Mathematical description of non-isothermal filtration flows of binary gas mixture

Construction of mathematical models of flows of heterogeneous (multicomponent, multiphase) media requires an adequate description of transport processes. In traditional formulations of problems of natural and technogenic character processes, including the problem of atmospheric phenomena, modeling of process plants and biological systems, there is a need to take into account different features caused by the presence of impurity phase, especially with a sufficiently high concentration of impurity component. The volume of emissions from vehicles, affecting the state of the atmosphere, depends on the quality of the manufactured filtration systems and the effectiveness of their work, which explains the extreme necessity of studying neutralization of dangerous gas mixtures. The study of such systems affects the fundamental aspects of rheology and description of systems in the presence of large-scale (caused by the presence of the carrier medium) interparticle correlations. The relevance of the work is caused by the need to solve one of the global environmental problems, in particular pollution of air by harmful emissions of vehicles. A special place in solving this problem goes to neutralization systems which allow reducing toxicity of vehicle exhaust gasesa, and thereby increasing its sustainability. The object of study is the filtration of a binary gas mixture of exhaust gases in gasoline internal combustion engines in non-isothermal conditions through the filter element produced using self-propagating high-temperature synthesis on the basis of titanium carbide.

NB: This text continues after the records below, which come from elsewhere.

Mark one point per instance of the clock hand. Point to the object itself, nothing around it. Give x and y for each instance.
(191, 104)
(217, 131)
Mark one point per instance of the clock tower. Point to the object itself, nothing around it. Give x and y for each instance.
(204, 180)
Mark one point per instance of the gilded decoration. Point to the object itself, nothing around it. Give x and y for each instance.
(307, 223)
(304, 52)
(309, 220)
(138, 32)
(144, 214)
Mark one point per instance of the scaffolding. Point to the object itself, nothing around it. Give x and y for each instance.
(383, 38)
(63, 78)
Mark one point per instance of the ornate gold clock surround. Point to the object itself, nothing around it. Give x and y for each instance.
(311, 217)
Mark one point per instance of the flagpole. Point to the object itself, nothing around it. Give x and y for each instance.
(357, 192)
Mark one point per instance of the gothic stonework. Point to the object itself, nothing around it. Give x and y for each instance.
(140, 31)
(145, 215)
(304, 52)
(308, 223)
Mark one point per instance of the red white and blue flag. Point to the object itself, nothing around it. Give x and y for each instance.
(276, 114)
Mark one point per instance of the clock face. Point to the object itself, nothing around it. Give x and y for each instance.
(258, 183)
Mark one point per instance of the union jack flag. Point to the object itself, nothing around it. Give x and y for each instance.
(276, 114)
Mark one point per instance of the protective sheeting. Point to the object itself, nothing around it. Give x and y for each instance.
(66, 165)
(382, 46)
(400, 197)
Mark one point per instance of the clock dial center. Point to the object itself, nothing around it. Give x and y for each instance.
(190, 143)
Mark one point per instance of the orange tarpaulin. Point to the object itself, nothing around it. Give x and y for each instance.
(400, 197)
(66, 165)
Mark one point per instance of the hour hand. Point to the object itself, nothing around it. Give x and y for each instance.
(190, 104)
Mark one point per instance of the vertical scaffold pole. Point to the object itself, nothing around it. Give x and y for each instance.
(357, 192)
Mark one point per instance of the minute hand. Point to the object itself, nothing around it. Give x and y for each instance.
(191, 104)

Research method: the microscopic (molecular-kinetic) approach to implementation of mathematical model of filtration of a two-component mixture through a porous matrix. Results. The authors have proposed the mathematical model of filtration of a two-component gas mixture in non-isothermal conditions and obtained the length of the filter element, the gas-dynamic factors (Knudsen coefficients and mutual diffusion, viscosity) for model numerical implementation.